The Italian came in for some heavy media flak last week after a loss to Ajax in Amsterdam left City needing a "miracle" -- in Mancini's own words -- to reach the knockout stages of the Champions League.
City failed to get out of their group in their maiden Champions League campaign last year, and their latest attempt has been another underwhelming one with just one point gained from the first three games.
And despite remaining unbeaten in the Premier League, the champions have also been below par at the start of their title defence.
With much made of Mancini's ultimately doomed decisions to continually change formation in Holland -- and accompanying speculation that was unsettling players -- the pressure appeared to be growing on the former Inter Milan boss.
But that eased slightly with a hard-fought win over Swansea last weekend and Mancini, who is believed to have held talks during last season about taking charge of Monaco, claims not to have been affected by recent pressure anyway. Mancini said: "I don't read the newspapers. I know my job and I know when I make a mistake or do the right things.
"For this I talk with my club, my chairman and my staff, the other situations are not important."
Mancini has always remained confident in his ability to deliver and famously guided City to title success last season after they had been eight points off the top with six games remaining.
But after what was a first league win in 44 years for the club, Mancini cannot understand where all the pressure and expectation for instant Champions League glory is coming from. He said: "I don't know but maybe there are some that are happy for this, and some others that push for this.
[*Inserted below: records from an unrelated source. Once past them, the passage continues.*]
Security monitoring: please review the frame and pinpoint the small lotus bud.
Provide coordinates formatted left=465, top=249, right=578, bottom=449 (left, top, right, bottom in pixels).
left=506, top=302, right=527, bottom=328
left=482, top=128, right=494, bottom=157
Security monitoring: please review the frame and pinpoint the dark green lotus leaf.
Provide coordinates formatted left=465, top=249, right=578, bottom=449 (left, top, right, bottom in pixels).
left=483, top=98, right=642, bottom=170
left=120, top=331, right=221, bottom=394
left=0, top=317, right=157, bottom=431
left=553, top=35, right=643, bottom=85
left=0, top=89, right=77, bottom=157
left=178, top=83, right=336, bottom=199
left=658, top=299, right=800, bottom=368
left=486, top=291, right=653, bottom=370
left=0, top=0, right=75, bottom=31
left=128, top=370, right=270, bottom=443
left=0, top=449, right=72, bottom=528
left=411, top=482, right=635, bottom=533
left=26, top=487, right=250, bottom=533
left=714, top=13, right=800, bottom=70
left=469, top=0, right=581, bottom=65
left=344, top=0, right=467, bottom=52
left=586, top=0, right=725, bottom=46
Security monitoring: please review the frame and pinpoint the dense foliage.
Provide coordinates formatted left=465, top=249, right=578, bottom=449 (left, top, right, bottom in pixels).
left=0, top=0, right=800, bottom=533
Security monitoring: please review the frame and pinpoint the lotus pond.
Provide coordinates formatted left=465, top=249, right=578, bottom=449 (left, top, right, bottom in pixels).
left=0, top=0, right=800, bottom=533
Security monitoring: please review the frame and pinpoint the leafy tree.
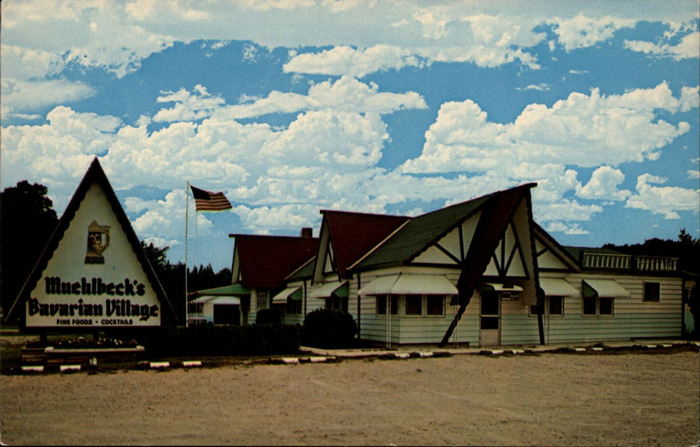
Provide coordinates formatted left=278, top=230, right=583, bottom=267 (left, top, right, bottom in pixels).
left=141, top=241, right=231, bottom=322
left=0, top=180, right=58, bottom=311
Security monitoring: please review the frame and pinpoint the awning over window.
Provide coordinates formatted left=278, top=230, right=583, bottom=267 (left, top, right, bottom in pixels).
left=190, top=295, right=241, bottom=305
left=583, top=279, right=630, bottom=298
left=479, top=282, right=523, bottom=292
left=272, top=286, right=301, bottom=304
left=309, top=280, right=348, bottom=298
left=359, top=273, right=458, bottom=295
left=195, top=283, right=250, bottom=296
left=540, top=278, right=578, bottom=296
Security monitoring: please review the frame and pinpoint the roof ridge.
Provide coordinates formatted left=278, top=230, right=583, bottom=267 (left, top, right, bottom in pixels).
left=319, top=210, right=412, bottom=219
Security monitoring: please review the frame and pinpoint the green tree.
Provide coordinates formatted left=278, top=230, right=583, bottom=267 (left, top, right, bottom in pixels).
left=0, top=180, right=58, bottom=311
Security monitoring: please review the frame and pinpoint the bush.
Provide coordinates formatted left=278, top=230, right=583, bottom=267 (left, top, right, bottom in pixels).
left=255, top=309, right=282, bottom=326
left=301, top=309, right=357, bottom=348
left=142, top=325, right=299, bottom=357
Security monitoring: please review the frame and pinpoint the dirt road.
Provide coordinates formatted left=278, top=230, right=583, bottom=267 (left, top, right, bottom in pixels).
left=0, top=352, right=700, bottom=446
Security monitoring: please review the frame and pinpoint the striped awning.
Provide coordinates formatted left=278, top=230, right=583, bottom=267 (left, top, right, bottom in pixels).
left=540, top=278, right=578, bottom=296
left=272, top=286, right=301, bottom=304
left=583, top=279, right=630, bottom=298
left=358, top=273, right=458, bottom=295
left=309, top=280, right=348, bottom=298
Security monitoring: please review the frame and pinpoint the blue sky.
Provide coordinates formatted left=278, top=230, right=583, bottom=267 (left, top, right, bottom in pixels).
left=0, top=0, right=700, bottom=268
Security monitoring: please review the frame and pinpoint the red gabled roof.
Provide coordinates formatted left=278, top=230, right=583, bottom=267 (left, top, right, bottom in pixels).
left=321, top=210, right=411, bottom=277
left=229, top=234, right=318, bottom=288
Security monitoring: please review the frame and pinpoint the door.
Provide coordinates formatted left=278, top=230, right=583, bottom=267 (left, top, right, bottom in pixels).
left=479, top=290, right=501, bottom=346
left=214, top=304, right=241, bottom=326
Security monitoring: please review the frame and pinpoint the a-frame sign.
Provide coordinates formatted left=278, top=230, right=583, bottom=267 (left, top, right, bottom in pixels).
left=6, top=158, right=175, bottom=329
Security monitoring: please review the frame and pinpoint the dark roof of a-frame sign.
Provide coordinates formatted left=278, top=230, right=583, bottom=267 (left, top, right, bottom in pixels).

"I don't know who or for which reason, but we are a young club for the Champions League. It could be that we lose some games."
Mancini also points out that for all Ajax's domination, City did lead 1-0 in the Amsterdam ArenA and had chances to score a second before eventually crashing 3-1.
He said: "Maybe we should do better because we didn't play well against Ajax, but when we were 1-0 we had two incredible chances to score the second goal.
"I think in that competition, when you have a chance, you need to score and close the game."
Meanwhile, City are set to bring Japanese wunderkind Hideki Ishige to England to run the rule over the midfielder, his club, Shimizu S-Pulse, said.
However, contrary to Japanese reports, City have yet to make an offer to sign the Asian Youth Player of the year.
The teenager has shone in recent months and has been key to Shimizu's march to the Nabisco Cup final on Saturday, as well as their late surge in the league.
Although Shimizu team manager Afshin Ghotbi wants to keep the 18-year-old within his ranks, he is also keen to give Ishige experience of a spell at City.
"If you want to build top-class players, you have to give them various experiences and opportunities to see first-hand what the world level is about," Ghotbi said. "And what better experience for Ishige than to train with the first team of Manchester City, the champions of England, and have Mancini see him first-hand and train with some of the top players in the world," he said. Ishige is set to spend time with City in January.
The former Iranian national coach said other European clubs were also keen on the teenager.
"There is interest in him, not just Man City but many clubs in Europe and he deserves it. He's a real fantastic talent," Ghotbi said.